REPUBLIKA.CO.ID, SLEMAN -- Gunung Merapi baru saja mengeluarkan asap disertai debu vulkanik pada Jumat (11/5) lalu. Aktivitas tersebut dinamakan letusan freatik. Apa itu letusan freatik?
Kepala Pusat Studi Bencana Alam (PSBA) Universitas Gadjah Mada, Djati Mardiatno mengatakan, letusan freatik merupakan terjadinya kontak antara magma dengan air.
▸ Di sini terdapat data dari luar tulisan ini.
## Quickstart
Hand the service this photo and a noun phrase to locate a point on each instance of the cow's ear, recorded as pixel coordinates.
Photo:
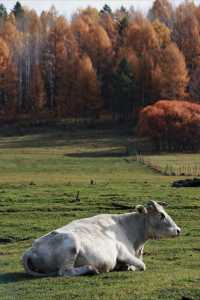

Hal itu mengakibatkan keluarnya asap menyembur melalui kolom puncak Gunung Merapi.
"Jadi, ada air yang berkontak dengan magma, mirip seperti air yang dimasukkan dalam wajan yang berisi minyak goreng tengah panas, muncul percikan," kata Djati ketika menerangkan fase yang dapat terjadi walau status gunung normal.
Ia menilai, kontak antara air dengan magma disebabkan adanya retakan baru dalam kawah yang menyebabkan air tanah masuk ke dalam magma. Namun, adanya retakan itu merupakan proses alami karena aktivitas magma Gunung Merapi yang selalu aktif.
Djati mengingatkan, kasus letusan freatik di Gunung Merapi sebenarnya pernah terjadi sebelumnya. Kepulan asap yang ke luar dari puncak tidak cuma mengeluarkan uap air, tapi membawa pasir dan debu yang akan tersebar sesuai arah angin berhembus.
Untuk itu, ia mengingatkan, jika ini terjadi masyarakat tidak perlu dilanda kepanikan tapi tetap harus menggunakan masker. Terutama, selama hujan abu yang mengandung pasir itu tengah melintasi satu daerah atau sedang berlangsung.
"Bukan sekadar debu, abu vulkanik itu mengandung silika (bahan baku kaca), sehingga bila terhirup dan kena mata akan menyebabkan iritasi," ujar Djati.
Walau Gunung Merapi sering mengalami letusan freatik, Djati menilai bukan berarti akan terjadi letusan yang lebih besar. Ia berpendapat, sepanjang aktivitas magma tidak ke luar melalui puncak, tidak akan terjadi erupsi dalam skala besar.
Terkait letusan freatik Gunung Merapi kali ini, Djati berharap pemerintah melalui BPBD tetap melakukan penanggulangan dampak bencana sesuai prosdur. Yaitu, mengungsikan warga yang dinilai memungkinkan terkena dampak.